Selon des projections récentes, le rétablissement du frein à l’endettement en 2023 ramènerait le ratio dette/PIB sous les 60 % requis par le Pacte de croissance et de stabilité, les règles économiques de la zone euro, en moins de cinq ans. Net des avoirs prévus des banques centrales, le montant total des Bunds négociés sur les marchés diminuerait encore de 150 milliards d’euros par rapport à 2019. À un moment où l’épargne nette a augmenté au niveau mondial, cela aurait un impact déflationniste majeur sur les marchés financiers.
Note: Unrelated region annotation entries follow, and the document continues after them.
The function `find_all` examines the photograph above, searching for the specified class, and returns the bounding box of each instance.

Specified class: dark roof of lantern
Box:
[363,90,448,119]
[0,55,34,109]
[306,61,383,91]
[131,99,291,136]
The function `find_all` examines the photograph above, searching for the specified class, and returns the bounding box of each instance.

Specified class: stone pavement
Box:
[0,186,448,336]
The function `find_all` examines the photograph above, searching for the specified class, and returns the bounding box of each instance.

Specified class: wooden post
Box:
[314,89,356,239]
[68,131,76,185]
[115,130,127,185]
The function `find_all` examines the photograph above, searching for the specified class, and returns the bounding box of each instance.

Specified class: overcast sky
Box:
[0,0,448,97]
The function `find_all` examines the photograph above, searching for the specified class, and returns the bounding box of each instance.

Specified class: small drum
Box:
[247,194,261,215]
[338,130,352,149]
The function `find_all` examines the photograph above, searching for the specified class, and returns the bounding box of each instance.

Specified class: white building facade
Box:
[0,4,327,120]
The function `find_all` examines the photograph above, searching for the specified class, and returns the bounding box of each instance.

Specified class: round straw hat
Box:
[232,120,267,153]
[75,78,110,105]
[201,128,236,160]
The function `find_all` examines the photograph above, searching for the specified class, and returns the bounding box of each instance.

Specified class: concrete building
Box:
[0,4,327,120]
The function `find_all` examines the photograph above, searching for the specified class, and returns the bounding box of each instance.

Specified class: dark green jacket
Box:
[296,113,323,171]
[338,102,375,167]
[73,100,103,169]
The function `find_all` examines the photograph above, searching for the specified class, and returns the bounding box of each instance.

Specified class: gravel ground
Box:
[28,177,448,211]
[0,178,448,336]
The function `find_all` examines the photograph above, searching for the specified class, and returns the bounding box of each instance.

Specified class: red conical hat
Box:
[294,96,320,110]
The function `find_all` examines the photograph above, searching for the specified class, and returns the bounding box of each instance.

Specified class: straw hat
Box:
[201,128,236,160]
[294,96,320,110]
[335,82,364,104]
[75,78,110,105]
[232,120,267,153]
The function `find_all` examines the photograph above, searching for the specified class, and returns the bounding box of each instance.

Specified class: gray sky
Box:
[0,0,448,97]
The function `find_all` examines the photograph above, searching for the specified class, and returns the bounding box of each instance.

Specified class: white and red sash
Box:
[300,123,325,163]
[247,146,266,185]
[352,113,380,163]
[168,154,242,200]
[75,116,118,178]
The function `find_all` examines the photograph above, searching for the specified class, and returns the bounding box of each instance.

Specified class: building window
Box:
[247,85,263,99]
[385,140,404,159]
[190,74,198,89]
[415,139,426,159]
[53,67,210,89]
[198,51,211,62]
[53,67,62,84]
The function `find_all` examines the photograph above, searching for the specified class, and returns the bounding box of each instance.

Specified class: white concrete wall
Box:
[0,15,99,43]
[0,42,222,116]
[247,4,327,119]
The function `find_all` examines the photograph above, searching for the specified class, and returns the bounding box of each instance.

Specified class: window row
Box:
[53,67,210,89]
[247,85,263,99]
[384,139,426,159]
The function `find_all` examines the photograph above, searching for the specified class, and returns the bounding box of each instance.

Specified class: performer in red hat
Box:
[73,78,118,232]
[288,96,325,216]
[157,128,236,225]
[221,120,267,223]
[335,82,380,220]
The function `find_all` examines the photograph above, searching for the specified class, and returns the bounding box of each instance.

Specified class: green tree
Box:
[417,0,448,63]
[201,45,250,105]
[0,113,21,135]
La BCE devra réfléchir à la manière d’adapter ses politiques au nouvel environnement. Une question, à considérer dans sa prochaine revue stratégique, est de savoir s’il est toujours judicieux de baser son achat des actifs des différents pays sur la part de sa clé de capital. Un passage à une autre approche, comme l’achat sur la base d’actions de dette négociée, serait mal perçu en Allemagne. Pourtant, les politiques économiques du pays pourraient finir par laisser peu de choix à la banque centrale.

Schäuble invoque le fantôme de John Maynard Keynes pour étayer son argumentation. Pourtant, si l’Europe veut vraiment suivre les conseils de Keynes, qui sont un appel aux gouvernements à augmenter leurs dépenses en période de difficultés économiques, elle devrait réviser son cadre de politique budgétaire de manière plus symétrique. Le pacte de croissance et de stabilité vise à éviter des déficits budgétaires excessifs et des ratios dette/PIB élevés. Il devrait être modifié pour décourager également les restrictions budgétaires excessives qui peuvent également résulter d’un bris de dette nationale inflexible. Sinon, la zone euro pourrait retomber sur les mêmes résultats décevants qui prévalaient avant la pandémie.